The following are some suggested extensions. You should feel free to pursue your own custom extensions to your project that you find interesting. Please clearly identify your extensions in your report. In your code, make sure the baseline simulations run properly. Making a separate sub-folder for major extensions is recommended.

  1. Use additional files to test the (time and/or space) efficiency of your implementations.
  2. Implement your own hash function. How does its performance compare to the built-in string hash function?
  3. Try implementing more than one collision handling method. For example, (1) use a linked list instead of a BSTMap at each table entry, or (2) use a closed hash table (no extra data structures). Compare the performance of the methods.
  4. Examine the space efficiency of your implementations. One way to do this would be to refrain from using the -Xmx512m flag. Count words of files of increasing sizes. See what is the size of the smallest size that crashes your program. Does a smaller file crash the Hashtable code or the BSTMap code? Why?
  5. Improve the time-efficiency of one of your data structures. Explain what you did and report the improvement in speed.
  6. For any assignment, a good extension will be to annotate your code to indicate all places where memory is "lost" (in other words, each place where the last remaining reference to an object is either destroyed or is given a new value). If you do this extension, please indicate so in your report.

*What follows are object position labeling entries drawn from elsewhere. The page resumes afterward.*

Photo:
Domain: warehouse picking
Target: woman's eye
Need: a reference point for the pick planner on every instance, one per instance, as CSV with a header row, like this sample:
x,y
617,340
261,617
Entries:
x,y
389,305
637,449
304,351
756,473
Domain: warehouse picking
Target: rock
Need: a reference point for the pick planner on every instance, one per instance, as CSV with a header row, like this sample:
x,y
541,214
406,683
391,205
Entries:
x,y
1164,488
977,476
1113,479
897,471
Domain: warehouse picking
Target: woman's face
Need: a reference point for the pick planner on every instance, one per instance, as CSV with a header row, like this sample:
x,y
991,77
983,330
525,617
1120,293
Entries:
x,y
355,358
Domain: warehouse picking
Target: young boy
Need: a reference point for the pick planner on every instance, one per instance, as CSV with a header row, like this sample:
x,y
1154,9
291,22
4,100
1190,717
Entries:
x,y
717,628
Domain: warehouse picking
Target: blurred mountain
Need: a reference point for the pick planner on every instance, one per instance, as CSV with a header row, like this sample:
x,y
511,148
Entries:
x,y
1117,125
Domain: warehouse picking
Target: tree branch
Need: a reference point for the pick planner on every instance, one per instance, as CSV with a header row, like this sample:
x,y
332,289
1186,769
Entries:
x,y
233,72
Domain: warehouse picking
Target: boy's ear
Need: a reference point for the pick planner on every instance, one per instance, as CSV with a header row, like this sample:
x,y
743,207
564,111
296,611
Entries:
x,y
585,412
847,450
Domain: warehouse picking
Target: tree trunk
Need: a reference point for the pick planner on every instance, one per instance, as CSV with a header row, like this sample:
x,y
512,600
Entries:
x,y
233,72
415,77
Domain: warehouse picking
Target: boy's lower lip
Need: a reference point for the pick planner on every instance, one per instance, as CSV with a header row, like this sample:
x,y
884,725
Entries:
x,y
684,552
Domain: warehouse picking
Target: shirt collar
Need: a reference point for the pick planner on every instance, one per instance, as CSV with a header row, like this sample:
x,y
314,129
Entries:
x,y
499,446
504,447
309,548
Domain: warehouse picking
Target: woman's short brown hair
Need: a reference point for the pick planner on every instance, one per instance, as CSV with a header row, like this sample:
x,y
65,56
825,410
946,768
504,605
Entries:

Make your report for the project a wiki page in your personal space. If you have questions about making a wiki page, stop by my office or ask in lab.

Once you have written your report, give the page the label:


You can give any wiki page a label using the label field at the bottom of the page. The label is different from the title.

Do not put code on your writeup page or anywhere it can be publicly accessed. To hand in code, put it in your folder on the Courses fileserver. Create a directory for each project inside the private folder inside your username folder.

Please do not submit the reddit text files along with your code.